Understanding Personal Risk
“When threat actors said they were going to tell the media about a breach, companies got scared and were more likely to pay the ransom to keep it under wraps,” Jardine said. “Now it’s not as newsworthy because it happens so much.”
I think personal lines cyber is where commercial lines used to be like, no one wants to tell anyone, and the risk is a dark secret.
Chubb’s Messina said personal cyber insurance uptake will increase in tandem with public education.
She said it’s now considered ‘nice to have’ coverage when it should be viewed as a ‘must have.’
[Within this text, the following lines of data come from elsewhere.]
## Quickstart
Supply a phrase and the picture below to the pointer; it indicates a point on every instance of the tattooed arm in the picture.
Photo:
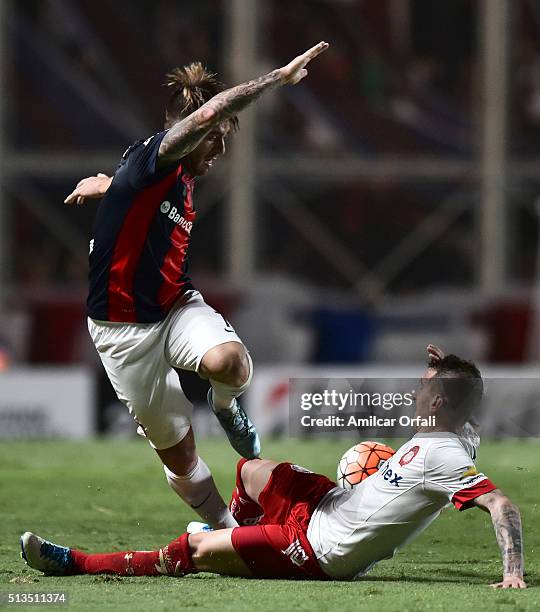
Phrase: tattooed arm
(507, 524)
(186, 134)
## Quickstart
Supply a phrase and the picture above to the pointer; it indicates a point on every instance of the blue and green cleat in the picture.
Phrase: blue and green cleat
(239, 429)
(45, 556)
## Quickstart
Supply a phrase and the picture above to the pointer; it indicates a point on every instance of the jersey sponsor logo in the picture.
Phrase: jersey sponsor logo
(391, 476)
(296, 553)
(173, 214)
(472, 471)
(409, 455)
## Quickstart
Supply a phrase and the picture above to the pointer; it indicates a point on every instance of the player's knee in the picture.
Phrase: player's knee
(227, 363)
(255, 474)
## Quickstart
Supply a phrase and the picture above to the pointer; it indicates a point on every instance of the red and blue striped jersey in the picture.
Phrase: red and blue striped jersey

Awareness of personal cyber risk has grown in the last few years,” she said. “Although we have seen our clients’ appetite for personal cyber products increase in the last few years, more public education is needed with respect to the potential risks the public faces every day when it comes to cyberattacks.
Visser expects it will just take time — that the uptake of personal cyber insurance will increase as people better understand the risk.
She said until personal cyber insurance becomes more mainstream, relying on home policy cyber endorsements is unwise. Not only is it inadequate coverage, making a cyber-related claim on a home policy could undermine policyholders’ insurability.
“Your home insurance policy should not insure something that is not your home,” Visser said. “We know the reason it’s there but the (endorsement) hasn’t evolved with the rest of the market enough to justify its existence.”
“As a broker the last thing I’d allow my client to do would be to prejudice their future insurability on their home policy due to an auxiliary coverage,” she added. “And most people have $1,000 deductible — they are not making a claim for these (events) because it’s either a wash or they are compromising the insurability of their home.”